If the Python interpreter exposes the symbols, then we might be able to modify how our CMake build links to Python (not libpython) as the linked discussions describe if it can be reliably detected.

[rbberger]

@lubbersnick the scikit function probably just needs you to set and enable a C compiler in the parent project. The alternative is to convert the generated .c and .h file into equivalent .cpp and .h C++ files with extern C declarations if needed.

[rbberger]

Overall, I'm personally trending towards 3.

[lubbersnick]

So I don't quite understand -- the scikit-build thing does not aim to solve the same problem as we have here? If it does aim to solve this problem then working the cmake settings out is probably not intractable and option 2 might be feasible.

[akohlmey]

So I don't quite understand -- the scikit-build thing does not aim to solve the same problem as we have here?

No. It tries to address the problem that symbols for a plugin or shared library may be present when loading, either from another shared object or exported from the main executable, but not when linking the object. It suppresses a linker error on missing symbols when creating the plugin or shared object.

As @rbberger already stated, the problem you report is a problem of the packaging/building of the python interpreter that is launched first. If that does not export its symbols (e.g. on Linux via -Wl,--export-dynamic), then it is game over.

[lubbersnick]

Ok. Here's my suggested course of action: 3b, which I volunteer for.

I will move the checks on loading the python shared library into the main section of the lammps python module rather than the MLIAP sub-section. In liblammps, I will hooks to set a global variable PYTHON_COMAMNDS_MAY_FAIL, which defaults to 0 and can be set to 1. If python-side checks fail, lammps.py will call into liblammps and set this flag. When lammps::pythonimpl starts up, it will check this flag and, if present, emit a warning that undefined behavior including fatal errors may occur.

@akohlmey @rbberger How does that sound? Is there any reason not to do this?

[akohlmey]

@akohlmey @rbberger How does that sound?

This sounds to me like putting a band-aid on top of a band-aid.

[akohlmey]

Unless there is a significant number of reports of problems, this is not really an action item, since it is ultimately a packaging problem and not a LAMMPS issue. However, we are seeing multiple other issues with "conda-style" packaging causing a variety of problems (not just for using LAMMPS), so that the best course of action in that case would be to simply recommend people not using it.

[jan-janssen]

@akohlmey I am happy to recompile the conda package - I am just not sure how to do it correctly, can you provide some guidance?

[akohlmey]

@akohlmey I am happy to recompile the conda package - I am just not sure how to do it correctly, can you provide some guidance?

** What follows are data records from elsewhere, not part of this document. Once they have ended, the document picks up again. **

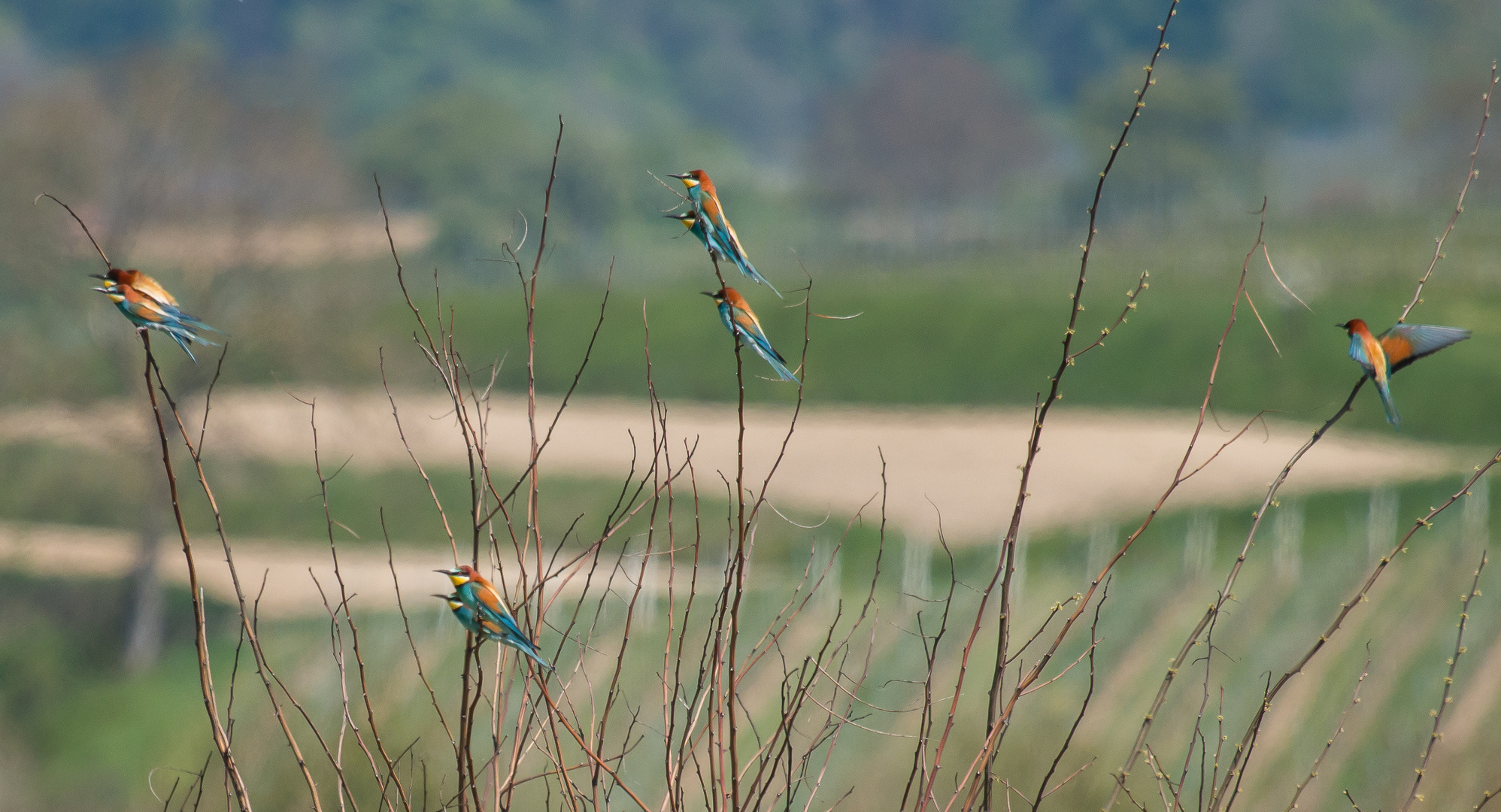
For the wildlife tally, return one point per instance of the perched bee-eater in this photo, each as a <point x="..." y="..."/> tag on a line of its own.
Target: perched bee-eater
<point x="1395" y="349"/>
<point x="140" y="281"/>
<point x="697" y="227"/>
<point x="736" y="313"/>
<point x="147" y="313"/>
<point x="706" y="203"/>
<point x="485" y="613"/>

As far as I remember, a) the python library needs to be compiled as a shared library, and the python executable (as well as any executable embedding the corresponding python interpreter) needs to be linked with either -Xlinker -export-dynamic or -Wl,-export-dynamic or whatever the equivalent command is for a given compiler/linker toolchain. That way all symbols are relocatable and can be added to the globally exported symbol table and thus referred back to by any (shared) library or object loaded later. Depending on the platform, it may also be possible without a) but at the very least compilation with -fpic to create relocatable objects are required. Otherwise linking of the lammps shared library will fail with when embedding the python interpreter.

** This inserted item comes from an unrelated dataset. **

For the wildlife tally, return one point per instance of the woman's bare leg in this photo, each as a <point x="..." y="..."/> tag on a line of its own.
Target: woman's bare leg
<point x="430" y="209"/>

This seems to be what is done and how it is working on our development and automated test platforms, which include Fedora 35, CentOS 7, Ubuntu 18.04, Ubuntu 20.04, MacOS (on intel), and Windows 10 (with MSVC). We're using the "native" software distribution features for all of those to install missing packages. For Linux OS we use singularity container images, the definition files of which are part of the LAMMPS distribution.